SALT LAKE CITY — Warning of coronavirus’ potential to dampen the economy, Gov. Gary Herbert on Thursday threw water on the chances Utahns might see some type of tax cut this year.
“I think there is a desire to have a tax cut,” Herbert told reporters at his monthly news conference at PBS Utah. “I don’t know whether that is going to happen in this session.”
Legislative leaders have said some form of a tax cut remains on the table but no decisions have been made. As lawmakers continue to debate what to do following the collapse of tax reform, Herbert pointed to another wild card.
The big question, Herbert emphasized, is if it is prudent to pass a tax cut given the economic uncertainty posed by the new coronavirus.
“It is something that heightens the worry that we are going to have a slowdown in the economy anyway,” Herbert said. “I think there is a lot of uncertainty even though there is a desire to give a tax cut.”
Herbert compared the economic hand-wringing going on now to what happened in the aftermath of 9-11.
“The coronavirus pandemic has the same potential,” he said.
Herbert added the structural imbalance in the state budget has to be addressed, and perhaps it would be best to wait on a tax cut until that overhaul is completed — a sentiment some legislative leaders have also expressed.
The tax reform package, passed in December in a special legislative session, would have lowered income taxes but raised sales taxes on food, gas and some services to address lagging growth in sales tax revenues compared to income tax collections. It would have cuts taxes overall by $160 million. But it still wasn’t well-received. Amid backlash, mostly over the sales tax on food, it became the subject of a citizens referendum that was headed for the November ballot had lawmakers not acted.

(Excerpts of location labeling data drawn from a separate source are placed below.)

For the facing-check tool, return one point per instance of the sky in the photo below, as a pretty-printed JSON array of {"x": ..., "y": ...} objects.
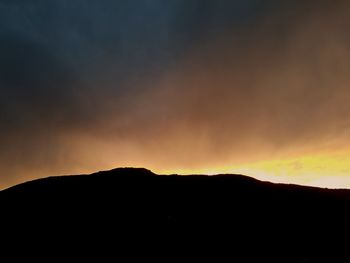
[{"x": 258, "y": 87}]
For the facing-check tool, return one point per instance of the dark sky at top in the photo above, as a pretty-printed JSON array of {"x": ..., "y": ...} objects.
[{"x": 106, "y": 70}]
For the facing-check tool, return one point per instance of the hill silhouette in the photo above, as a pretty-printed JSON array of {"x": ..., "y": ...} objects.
[{"x": 237, "y": 215}]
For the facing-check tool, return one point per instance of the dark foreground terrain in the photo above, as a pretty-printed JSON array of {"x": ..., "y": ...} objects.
[{"x": 134, "y": 213}]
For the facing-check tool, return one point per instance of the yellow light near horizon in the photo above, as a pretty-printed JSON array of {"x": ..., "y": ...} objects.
[{"x": 321, "y": 170}]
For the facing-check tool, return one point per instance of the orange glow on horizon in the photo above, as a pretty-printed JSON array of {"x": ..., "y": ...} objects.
[{"x": 321, "y": 170}]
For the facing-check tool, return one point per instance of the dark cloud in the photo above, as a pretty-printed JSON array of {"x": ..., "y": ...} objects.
[{"x": 86, "y": 82}]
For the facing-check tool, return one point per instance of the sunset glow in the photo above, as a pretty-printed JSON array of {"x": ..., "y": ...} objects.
[{"x": 321, "y": 170}]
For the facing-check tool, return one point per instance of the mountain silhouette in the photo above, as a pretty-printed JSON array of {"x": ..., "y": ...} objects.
[{"x": 237, "y": 215}]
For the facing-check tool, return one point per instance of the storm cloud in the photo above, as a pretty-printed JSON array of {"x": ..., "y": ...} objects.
[{"x": 169, "y": 85}]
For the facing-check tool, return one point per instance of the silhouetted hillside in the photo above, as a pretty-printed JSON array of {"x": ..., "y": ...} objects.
[{"x": 240, "y": 216}]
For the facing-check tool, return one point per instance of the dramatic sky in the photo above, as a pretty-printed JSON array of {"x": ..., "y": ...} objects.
[{"x": 259, "y": 87}]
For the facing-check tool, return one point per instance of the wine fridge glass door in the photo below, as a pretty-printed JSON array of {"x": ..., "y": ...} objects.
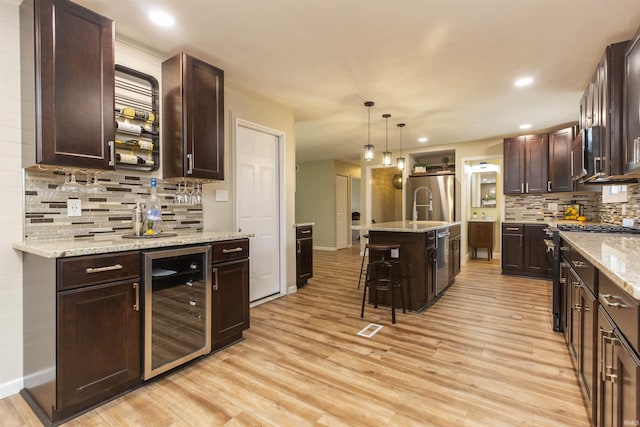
[{"x": 177, "y": 307}]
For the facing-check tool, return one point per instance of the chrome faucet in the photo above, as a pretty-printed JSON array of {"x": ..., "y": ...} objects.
[{"x": 415, "y": 198}]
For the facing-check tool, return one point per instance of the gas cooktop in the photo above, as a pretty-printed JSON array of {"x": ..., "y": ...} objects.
[{"x": 598, "y": 228}]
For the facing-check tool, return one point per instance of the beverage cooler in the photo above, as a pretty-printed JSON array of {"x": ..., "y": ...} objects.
[{"x": 177, "y": 307}]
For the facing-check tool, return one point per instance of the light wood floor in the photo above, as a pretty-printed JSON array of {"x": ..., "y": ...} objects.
[{"x": 484, "y": 355}]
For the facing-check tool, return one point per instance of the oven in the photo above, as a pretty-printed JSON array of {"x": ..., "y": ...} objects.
[
  {"x": 552, "y": 240},
  {"x": 554, "y": 245}
]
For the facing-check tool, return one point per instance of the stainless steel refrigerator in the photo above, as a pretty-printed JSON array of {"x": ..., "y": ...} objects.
[
  {"x": 432, "y": 198},
  {"x": 436, "y": 203}
]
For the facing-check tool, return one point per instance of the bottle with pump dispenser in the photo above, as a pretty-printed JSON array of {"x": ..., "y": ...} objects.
[{"x": 153, "y": 212}]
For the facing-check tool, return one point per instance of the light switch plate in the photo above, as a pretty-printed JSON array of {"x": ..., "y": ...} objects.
[
  {"x": 222, "y": 196},
  {"x": 74, "y": 207}
]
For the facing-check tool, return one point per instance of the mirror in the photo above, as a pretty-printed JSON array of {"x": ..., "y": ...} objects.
[{"x": 483, "y": 189}]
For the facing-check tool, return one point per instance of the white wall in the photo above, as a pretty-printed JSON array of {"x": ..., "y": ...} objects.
[{"x": 11, "y": 213}]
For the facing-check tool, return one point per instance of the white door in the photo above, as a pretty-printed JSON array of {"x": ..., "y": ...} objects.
[
  {"x": 257, "y": 183},
  {"x": 342, "y": 230}
]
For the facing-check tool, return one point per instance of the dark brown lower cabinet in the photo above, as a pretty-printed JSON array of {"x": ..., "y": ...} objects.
[
  {"x": 619, "y": 377},
  {"x": 230, "y": 302},
  {"x": 98, "y": 343},
  {"x": 524, "y": 251},
  {"x": 512, "y": 248},
  {"x": 304, "y": 254}
]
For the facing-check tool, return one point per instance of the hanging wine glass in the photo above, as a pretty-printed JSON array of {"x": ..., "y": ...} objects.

Even with concerns over the funding imbalance, some lawmakers are proposing bills to revive some of the tax cuts in the failed tax reform package, including increasing the state income tax dependent exemption to help families hurt by changes in the federal tax code as well as new breaks for Social Security and military retirement benefits.
The morning of Herbert’s comments, a bill filed by Rep. Travis Seegmiller, R-St. George, to cut the state income rate from 4.95% to 4.75% was made public, along with several other bills seeking certain tax credits. Seegmiller said he was told by legislative leaders to have his bills “ready” to discuss in a House GOP caucus meeting Thursday.
After a closed-door caucus meeting, House Speaker Brad Wilson told KSL the House majority made no decisions on any possible tax cuts or specific proposals.
“No, not even close,” the speaker said, adding it’s likely the discussion will “spill into next week.”
“There’s broad agreement we would like to do tax relief,” Wilson said. “The questions is just how and when.”
The day before, Wilson also pointed to possible economic “storm clouds” due to coronavirus. He said House Republicans decided in their closed-door caucus earlier this week to set aside $57 million to deal with an upturn in Medicaid demand should the economy falter, as well as $25 million to fight wildfires and cover costs associated with building. Still being discussed is perhaps putting $100 million in a new rainy day fund for education. But Senate Republicans have yet to sign on.
Still, that doesn’t mean tax cuts are off the table, legislative leaders have said.
But the clock is ticking. Lawmakers are entering the final 10 working days of the session.
Rep. Brad Last, R-Hurricane, the House chairman of the Budget Committee, said they intend to have the budget proposal ready by the end of next week.
“We’re trying to figure out how to land the plane,” Last said, saying they did discuss some tax cut bills but the House GOP still didn’t take positions on any of them. “Absolutely no decisions have been made at this point in time.”
Last said leaders are still “trying to get the flavor of the body,” but acknowledged “at some point we’ve got to figure out whether we’re going to do something in terms of a tax cut or not.”
Senate Budget Chairman Jerry Stevenson, R-Layton, said Senate Republicans would make some “policy decisions” about the budget Friday. He said the state has money that can be moved from higher education back to the general fund.
“There’s very adequate money in education,” he said.
Stevenson also would like set aside some ongoing money that lawmakers could tap into when the economy slips, noting drops in the stock market the past couple of days.
“If we approach this as a normal budget year, we will have a crisis next year,” he said.
Stevenson is not after a tax cut.
“I’m not preaching one,” he said. “Personally, as I look at the inside of this budget, I don’t think that’s a good idea this year.”